High Quality TTS in Linux

This will use piper and Ryan’s voice. Which is a voice we created at Dream Face Technologies for our companion robot, Ryan. You can hear samples for all available voices here.

Download piper:

cd ~/Applications
wget https://github.com/rhasspy/piper/releases/download/v1.2.0/piper_amd64.tar.gz
tar xvfz piper_amd64.tar.gz
rm piper_amd64.tar.gz
cd piper
mkdir models

Download the voices you want from here. You need the .onnx and .onnx.json files. There are a few options (and languages).

Here I download Ryan’s voice.

cd ~/Applications/piper/models
wget https://huggingface.co/rhasspy/piper-voices/blob/v1.0.0/en/en_US/ryan/high/en_US-ryan-high.onnx
wget https://huggingface.co/rhasspy/piper-voices/blob/v1.0.0/en/en_US/ryan/high/en_US-ryan-high.onnx.json

Now setup speech-dispatcher:

mkdir ~/.config/speech-dispatcher/modules

Put this in ~/.config/speech-dispatcher/modules/piper.conf:

AddVoice "en-US" "MALE1" "en_US-ryan-high"
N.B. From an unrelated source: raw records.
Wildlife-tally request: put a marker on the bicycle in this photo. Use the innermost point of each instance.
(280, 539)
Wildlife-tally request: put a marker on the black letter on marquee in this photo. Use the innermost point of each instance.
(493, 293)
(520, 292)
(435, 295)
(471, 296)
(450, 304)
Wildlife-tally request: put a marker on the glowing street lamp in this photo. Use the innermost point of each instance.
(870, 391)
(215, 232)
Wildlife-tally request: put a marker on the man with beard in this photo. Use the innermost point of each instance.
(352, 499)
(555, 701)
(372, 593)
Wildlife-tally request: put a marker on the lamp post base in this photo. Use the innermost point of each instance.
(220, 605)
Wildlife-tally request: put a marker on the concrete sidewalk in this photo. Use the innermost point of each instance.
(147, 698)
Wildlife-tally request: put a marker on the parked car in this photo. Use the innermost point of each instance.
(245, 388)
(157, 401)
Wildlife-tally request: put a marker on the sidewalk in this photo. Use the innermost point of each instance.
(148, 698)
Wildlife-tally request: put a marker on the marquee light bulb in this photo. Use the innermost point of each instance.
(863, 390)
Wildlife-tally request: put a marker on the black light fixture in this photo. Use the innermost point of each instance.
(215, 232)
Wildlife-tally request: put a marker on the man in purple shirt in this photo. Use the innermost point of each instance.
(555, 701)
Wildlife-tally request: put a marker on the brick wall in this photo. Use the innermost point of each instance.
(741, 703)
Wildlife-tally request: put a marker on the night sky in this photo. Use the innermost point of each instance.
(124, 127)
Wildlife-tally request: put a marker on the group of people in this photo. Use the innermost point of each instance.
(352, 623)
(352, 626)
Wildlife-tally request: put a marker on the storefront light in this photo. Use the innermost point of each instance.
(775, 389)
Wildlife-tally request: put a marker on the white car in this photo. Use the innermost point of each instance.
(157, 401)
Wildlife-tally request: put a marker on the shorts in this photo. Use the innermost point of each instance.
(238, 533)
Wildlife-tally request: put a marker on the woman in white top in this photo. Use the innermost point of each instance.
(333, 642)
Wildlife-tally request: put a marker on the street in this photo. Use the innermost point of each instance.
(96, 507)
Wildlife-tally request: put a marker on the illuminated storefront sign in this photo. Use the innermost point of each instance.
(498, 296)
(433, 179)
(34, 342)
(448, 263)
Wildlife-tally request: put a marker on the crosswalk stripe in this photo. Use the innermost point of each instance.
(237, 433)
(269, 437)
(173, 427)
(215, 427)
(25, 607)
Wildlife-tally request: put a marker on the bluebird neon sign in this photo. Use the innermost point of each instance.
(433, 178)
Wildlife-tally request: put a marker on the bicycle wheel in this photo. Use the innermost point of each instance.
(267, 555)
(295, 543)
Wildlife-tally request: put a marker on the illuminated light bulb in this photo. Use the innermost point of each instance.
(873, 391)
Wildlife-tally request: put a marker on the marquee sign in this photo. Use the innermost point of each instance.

DefaultVoice "en_US-ryan-high"

GenericExecuteSynth "echo \'$DATA\' | /home/hojjat/Applications/piper/piper --model /home/hojjat/Applications/piper/models/en_US-ryan-high.onnx --output_raw | aplay -r 22050 -f S16_LE -t raw - "

You can copy more models into the models folder and add them here with AddVoice.

Put this in ~/.config/speech-dispatcher/speechd.conf:

AddModule "piper" "sd_generic" "/home/hojjat/.config/speech-dispatcher/modules/piper.conf"
DefaultModule piper
AudioOutputMethod "pulse"
AudioPulseDevice "default"

Now let’s make sure we enable speech-dispatcher:

systemctl --user enable speech-dispatcher
systemctl --user start speech-dispatcher

Now do a reboot for good measures.

You can test the audio with spd-say "hello world". And you can use ReadAloud on Firefox.

Converting large texts may take a while on CPU. Checkout Piper’s Github page to figure out how to use GPU acceleration with Piper.

This article was updated on September 27, 2023